1

I have word sequences like

@ ABC
@ ABCCD
@CDSFSF
@SDDSD
@SFSFS

100000 words in number I need code to remove @ symbol from all word sequence.

3 Answers3

4

You can do this:

str = str.replaceAll("^@", "");

Demo on ideone.

Sergey Kalinichenko
  • 714,442
  • 84
  • 1,110
  • 1,523
  • @karu 1000000 is not that large a number, I doubt that you would see issues running this in a loop. [ideone ran 1000000 replacements in 1.38s](http://ideone.com/ueeeIU). – Sergey Kalinichenko Mar 02 '13 at 10:19
  • @Some1.Kill.The.DJ Then he needs to do this in a loop, one line at a time (it looks like he's got one word per line). – Sergey Kalinichenko Mar 02 '13 at 10:19
  • @karu start position can be start of the line **or** first character in a word...what do you want? – Anirudha Mar 02 '13 at 10:26
  • @dasblinkenlight thanks, Got it! the time is taken for accessing corpora.
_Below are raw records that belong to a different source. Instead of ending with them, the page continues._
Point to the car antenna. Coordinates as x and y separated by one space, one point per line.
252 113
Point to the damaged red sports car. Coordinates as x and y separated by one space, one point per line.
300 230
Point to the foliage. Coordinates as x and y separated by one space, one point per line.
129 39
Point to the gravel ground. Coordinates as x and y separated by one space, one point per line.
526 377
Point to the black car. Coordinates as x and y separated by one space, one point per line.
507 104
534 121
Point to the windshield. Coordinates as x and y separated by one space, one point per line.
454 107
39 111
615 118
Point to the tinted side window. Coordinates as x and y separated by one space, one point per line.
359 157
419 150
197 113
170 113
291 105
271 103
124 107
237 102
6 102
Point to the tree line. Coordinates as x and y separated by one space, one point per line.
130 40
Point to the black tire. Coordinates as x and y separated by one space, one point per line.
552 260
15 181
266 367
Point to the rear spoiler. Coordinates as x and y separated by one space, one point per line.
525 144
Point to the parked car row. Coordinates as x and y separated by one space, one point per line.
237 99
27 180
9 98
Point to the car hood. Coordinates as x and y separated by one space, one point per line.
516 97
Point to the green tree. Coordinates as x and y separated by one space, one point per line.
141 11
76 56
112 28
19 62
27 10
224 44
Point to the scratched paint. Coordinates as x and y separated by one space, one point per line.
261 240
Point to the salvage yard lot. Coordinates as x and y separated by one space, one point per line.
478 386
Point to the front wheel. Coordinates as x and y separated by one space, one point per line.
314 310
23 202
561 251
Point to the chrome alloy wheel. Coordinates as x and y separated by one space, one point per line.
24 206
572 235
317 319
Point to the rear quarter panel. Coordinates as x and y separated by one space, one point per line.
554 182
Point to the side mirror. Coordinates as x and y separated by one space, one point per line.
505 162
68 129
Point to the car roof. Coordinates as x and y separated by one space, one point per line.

Code works fine... –  Mar 02 '13 at 10:27
  • @Some1.Kill.The.DJ @ ആവാം @ കൊല്ലം @ ഹൈവേ These are my words I need ആവാം Instead of @ ആവാം Words are aligned line by line –  Mar 02 '13 at 10:30
1

Fastest way to implement it, is of course, replaceFirst method:

String exampleValue = "@ CDSFSF";

long start = System.currentTimeMillis();
for (int i = 0; i < 100000 ; i++) {
    exampleValue.replaceFirst("^@\\s+", "");
}
long end = System.currentTimeMillis();
System.out.println(end - start);

It takes about 350 milliseconds on my computer.

But replaceFirst method creates Pattern instance for each invoke.

String exampleValue = "@ CDSFSF";
Pattern pattern = Pattern.compile("^@\\s+");
long start = System.currentTimeMillis();
for (int i = 0; i < 100000 ; i++) {
    pattern.matcher(exampleValue).replaceFirst("");
}
long end = System.currentTimeMillis();
System.out.println(end - start);

It takes about 150 milliseconds on my computer. More than two times faster.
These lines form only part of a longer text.